One morning, just three months later, as I came to her house as usual, I saw her face shining with sheer joy. She told me to come in and said, “Yoela, go and wash your hands the way I taught you. You’ve just received a letter from the Rebbe.”

I was thrilled. The Rebbe wrote that he had received my letter, and he would pray for me at the Tziyon of his father-in-law, the Rebbe Rayatz. He then added that, in his opinion, we should return to Israel, and we would find our future there with a blessing in all matters of good.

My husband gave his wholehearted consent to the idea, and within just three months, we were on our way back to Israel.

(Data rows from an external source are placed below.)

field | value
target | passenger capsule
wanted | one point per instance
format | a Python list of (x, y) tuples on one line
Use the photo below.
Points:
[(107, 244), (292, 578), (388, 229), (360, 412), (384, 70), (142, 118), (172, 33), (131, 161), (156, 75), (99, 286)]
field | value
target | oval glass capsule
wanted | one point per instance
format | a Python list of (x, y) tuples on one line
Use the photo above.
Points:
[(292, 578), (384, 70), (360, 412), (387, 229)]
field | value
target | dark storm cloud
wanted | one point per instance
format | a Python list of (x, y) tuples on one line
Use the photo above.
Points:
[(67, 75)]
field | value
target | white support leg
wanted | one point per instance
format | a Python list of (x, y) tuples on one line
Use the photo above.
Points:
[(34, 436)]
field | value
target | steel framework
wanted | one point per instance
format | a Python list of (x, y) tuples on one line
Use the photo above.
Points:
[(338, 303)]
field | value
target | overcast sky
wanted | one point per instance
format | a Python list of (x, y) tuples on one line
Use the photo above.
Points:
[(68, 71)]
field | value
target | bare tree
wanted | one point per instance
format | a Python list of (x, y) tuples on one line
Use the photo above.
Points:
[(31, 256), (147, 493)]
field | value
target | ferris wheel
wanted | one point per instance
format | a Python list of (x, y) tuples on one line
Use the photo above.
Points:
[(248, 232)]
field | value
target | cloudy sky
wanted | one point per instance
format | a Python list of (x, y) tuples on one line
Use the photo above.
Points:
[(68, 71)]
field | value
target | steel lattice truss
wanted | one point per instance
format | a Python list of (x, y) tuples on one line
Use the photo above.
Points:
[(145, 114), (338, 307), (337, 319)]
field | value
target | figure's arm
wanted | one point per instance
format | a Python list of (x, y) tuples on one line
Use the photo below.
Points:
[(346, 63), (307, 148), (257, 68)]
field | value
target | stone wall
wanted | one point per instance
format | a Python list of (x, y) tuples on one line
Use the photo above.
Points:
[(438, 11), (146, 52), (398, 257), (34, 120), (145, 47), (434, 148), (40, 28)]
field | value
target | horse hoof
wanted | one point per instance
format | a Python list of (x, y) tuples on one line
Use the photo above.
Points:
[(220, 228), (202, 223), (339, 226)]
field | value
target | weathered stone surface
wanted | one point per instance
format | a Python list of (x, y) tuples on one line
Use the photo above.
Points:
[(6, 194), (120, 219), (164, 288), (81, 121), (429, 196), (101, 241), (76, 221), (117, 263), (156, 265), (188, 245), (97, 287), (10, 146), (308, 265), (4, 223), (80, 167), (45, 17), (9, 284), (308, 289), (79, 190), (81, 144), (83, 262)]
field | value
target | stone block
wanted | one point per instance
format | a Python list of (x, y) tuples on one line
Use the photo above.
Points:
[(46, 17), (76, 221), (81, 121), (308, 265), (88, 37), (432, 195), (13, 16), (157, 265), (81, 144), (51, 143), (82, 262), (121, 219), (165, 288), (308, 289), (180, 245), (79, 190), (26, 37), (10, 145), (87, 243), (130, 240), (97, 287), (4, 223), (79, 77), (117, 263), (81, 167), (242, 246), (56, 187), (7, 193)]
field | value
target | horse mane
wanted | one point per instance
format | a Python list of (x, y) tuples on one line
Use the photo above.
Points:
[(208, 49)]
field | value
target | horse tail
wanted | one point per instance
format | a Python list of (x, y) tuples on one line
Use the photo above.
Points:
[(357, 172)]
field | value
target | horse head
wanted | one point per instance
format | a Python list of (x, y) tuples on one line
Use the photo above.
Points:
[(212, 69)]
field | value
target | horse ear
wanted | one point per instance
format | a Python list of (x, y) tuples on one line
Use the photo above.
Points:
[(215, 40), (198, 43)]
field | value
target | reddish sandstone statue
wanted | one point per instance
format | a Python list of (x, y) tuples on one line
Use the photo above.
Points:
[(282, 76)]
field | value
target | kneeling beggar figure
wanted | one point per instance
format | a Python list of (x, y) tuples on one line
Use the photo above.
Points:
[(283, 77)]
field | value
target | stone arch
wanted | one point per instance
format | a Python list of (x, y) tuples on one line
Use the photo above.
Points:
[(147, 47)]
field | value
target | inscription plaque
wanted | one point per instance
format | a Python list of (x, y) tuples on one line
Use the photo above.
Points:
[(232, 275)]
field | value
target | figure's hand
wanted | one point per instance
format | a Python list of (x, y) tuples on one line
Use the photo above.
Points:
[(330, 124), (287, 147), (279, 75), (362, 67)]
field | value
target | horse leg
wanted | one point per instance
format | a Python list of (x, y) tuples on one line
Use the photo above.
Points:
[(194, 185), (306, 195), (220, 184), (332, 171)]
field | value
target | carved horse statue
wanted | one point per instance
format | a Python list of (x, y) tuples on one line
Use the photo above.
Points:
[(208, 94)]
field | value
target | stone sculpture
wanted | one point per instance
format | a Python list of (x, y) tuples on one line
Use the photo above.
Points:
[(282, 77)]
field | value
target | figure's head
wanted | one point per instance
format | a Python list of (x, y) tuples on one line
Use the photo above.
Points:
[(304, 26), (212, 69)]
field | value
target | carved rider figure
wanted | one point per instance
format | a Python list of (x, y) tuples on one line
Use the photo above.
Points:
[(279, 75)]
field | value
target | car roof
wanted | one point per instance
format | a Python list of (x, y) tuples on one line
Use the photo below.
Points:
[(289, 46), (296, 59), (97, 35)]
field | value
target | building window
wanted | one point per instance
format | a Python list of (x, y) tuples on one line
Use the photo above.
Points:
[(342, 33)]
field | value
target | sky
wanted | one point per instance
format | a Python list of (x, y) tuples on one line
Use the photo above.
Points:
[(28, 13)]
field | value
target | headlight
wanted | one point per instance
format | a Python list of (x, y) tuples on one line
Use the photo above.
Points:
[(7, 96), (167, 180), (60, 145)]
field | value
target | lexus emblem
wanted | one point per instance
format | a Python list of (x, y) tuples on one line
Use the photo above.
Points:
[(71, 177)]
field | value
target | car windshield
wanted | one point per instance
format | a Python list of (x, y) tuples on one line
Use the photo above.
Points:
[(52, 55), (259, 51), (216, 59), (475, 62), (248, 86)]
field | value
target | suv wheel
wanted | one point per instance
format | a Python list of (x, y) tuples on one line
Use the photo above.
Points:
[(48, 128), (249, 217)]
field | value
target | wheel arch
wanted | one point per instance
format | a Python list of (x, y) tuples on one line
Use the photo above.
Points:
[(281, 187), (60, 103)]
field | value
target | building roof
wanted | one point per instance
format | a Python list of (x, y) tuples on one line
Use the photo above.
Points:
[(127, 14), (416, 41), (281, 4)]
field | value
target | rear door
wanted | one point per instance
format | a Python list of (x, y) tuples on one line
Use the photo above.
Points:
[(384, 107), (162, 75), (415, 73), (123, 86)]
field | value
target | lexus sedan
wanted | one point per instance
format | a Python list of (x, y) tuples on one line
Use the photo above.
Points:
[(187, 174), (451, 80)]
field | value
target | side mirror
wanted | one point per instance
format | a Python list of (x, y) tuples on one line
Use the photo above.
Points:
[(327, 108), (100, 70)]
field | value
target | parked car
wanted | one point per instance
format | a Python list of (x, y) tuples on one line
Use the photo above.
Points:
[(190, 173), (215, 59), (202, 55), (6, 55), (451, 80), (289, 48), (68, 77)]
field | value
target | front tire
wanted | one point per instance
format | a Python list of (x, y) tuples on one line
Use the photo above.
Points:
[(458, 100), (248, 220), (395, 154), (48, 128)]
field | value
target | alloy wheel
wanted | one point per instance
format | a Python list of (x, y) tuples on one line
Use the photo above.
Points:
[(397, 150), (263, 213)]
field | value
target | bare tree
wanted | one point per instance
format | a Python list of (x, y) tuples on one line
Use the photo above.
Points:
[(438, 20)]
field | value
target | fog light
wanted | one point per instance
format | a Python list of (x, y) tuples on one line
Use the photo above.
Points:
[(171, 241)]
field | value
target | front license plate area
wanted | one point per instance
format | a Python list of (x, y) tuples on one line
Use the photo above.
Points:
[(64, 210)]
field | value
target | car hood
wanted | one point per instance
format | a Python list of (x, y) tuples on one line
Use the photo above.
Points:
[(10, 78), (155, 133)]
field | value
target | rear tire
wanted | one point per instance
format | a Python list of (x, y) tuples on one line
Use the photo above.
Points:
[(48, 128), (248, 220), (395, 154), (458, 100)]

Five months after our return to Israel, I began to feel strange sensations. I went to the local health clinic for some tests. Imagine how shocked I was when the doctor came in with the results: I was going to have a baby. According to all the rules of medicine, this would have been possible only after a long period of artificial fertility treatments.

The truth is that despite this tremendous miracle, I still tried to suppress my feelings of anticipation after the anguish I had suffered following my last birth. I continued to work as usual, lifting and dragging heavy objects, eating whatever I wanted, and refusing to think about a name for the child as I had done in the past.

At the end of the ninth month, the time came for me to give birth. It was only when I heard the baby’s cry and the midwife telling me “Mazel tov” that I let out a huge sigh of relief. I looked to the heavens and said, “Dear G-d, You have restored what You took from me. I love You, and from now on, I will do whatever You wish, whatever You command.”

I vowed then and there that this child will learn only in institutions that teach their students according to Torah and mitzvos. At that moment, I felt a deep sense of love for the Rebbe, in whose merit alone my dream had been realized. Every time I look at my son, I know that he belongs to the Lubavitcher Rebbe.